Secondly, when you transfer the ink, sometimes you will end up with a very dark transfer that bleeds through both layers, ruins your ironing board cover and won't wash out. Follow the instructions on the transfer envelope carefully. It does take some practice and "finesse" to get a clear transfer and to know when to quit.  I will post my best tips for using iron-on transfers in a couple of days. I always err on the side of a lighter transfer even though I sometimes end up with spots that I have a hard time seeing.

So, how to remove the ink? That's the subject of this post because Miss Abigail has a particular set of pillowcases for the hope chest that needs an answer to this question. The design is unfinished. That was deliberate, I think. Miss Abigail's grandma just got tired of working the design and wanted to leave the ends. It doesn't take away from the design at all, but there is remaining ink on the fabric. My sweet mother-in-law finally decided she was just finished with embroidery. She doesn't see well anymore and she just doesn't enjoy it. So she passed the last of her unfinished projects on to me, along with tools and threads. This set of pretty pillowcases was in that box. The fabric is a really nice, quality percale blend.
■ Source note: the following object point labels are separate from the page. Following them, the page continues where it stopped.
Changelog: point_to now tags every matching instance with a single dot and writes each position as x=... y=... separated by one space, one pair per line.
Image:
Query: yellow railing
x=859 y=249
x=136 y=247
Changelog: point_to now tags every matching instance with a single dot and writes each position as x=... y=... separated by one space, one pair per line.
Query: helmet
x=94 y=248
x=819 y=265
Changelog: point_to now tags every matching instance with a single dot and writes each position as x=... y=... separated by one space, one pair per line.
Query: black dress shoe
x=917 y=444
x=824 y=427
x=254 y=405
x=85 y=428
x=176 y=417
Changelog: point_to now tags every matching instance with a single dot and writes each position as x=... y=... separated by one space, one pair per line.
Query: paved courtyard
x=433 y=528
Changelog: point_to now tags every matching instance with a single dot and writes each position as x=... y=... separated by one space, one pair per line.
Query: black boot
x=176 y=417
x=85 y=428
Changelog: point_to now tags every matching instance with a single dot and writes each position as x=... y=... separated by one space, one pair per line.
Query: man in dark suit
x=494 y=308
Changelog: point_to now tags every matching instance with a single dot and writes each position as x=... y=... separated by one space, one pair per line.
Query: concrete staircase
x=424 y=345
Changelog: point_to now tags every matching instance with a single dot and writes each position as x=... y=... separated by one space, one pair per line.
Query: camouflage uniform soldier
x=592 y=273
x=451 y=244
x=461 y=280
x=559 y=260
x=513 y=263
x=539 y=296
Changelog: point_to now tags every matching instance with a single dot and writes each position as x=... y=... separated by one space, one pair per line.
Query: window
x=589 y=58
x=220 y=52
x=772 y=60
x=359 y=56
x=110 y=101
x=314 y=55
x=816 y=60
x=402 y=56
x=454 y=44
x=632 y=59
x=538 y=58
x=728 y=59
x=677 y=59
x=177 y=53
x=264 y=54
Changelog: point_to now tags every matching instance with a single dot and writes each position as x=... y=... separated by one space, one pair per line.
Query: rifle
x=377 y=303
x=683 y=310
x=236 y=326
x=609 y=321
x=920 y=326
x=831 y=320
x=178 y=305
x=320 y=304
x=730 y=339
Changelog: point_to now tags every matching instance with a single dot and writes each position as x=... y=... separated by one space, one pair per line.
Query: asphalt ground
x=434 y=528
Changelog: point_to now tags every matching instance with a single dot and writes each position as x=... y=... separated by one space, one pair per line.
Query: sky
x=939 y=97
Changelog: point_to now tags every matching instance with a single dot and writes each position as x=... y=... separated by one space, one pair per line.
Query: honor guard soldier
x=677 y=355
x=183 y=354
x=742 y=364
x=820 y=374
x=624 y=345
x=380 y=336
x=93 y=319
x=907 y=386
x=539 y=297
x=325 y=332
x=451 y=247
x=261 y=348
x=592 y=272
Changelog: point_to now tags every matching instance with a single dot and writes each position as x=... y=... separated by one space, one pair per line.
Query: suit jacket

So I know I'm going to have a hard time removing the remaining ink from the transfer. In fact, I'm not sure I can get it out at all.

However, because I use a clothesline to dry all of our laundry, I do know one secret -- sunshine. Yup, sunshine fades all kinds of ink! Sadly, there is more experience talking here. So, I'm trying direct sunlight and hope that it will fade the stamped ink. It's worth a shot, but so far it isn't working very well. I could try to finish them, but the threads won't match and that will look awkward. While I know it is probably a lost cause, I'd rather remove the ink somehow.

Does anyone else have experience or suggestions for removing this ink?

Monday, July 11, 2016

Trim on the Apple Dishtowel


As I was again cleaning in the sewing room this morning, I came across some dyed Cluny lace. It seemed like it matched the apple dishtowel that I completed last week. So naturally I stopped cleaning and attached a length of it along the edge with a simple running stitch. I think it adds a nice finishing touch. What do you think?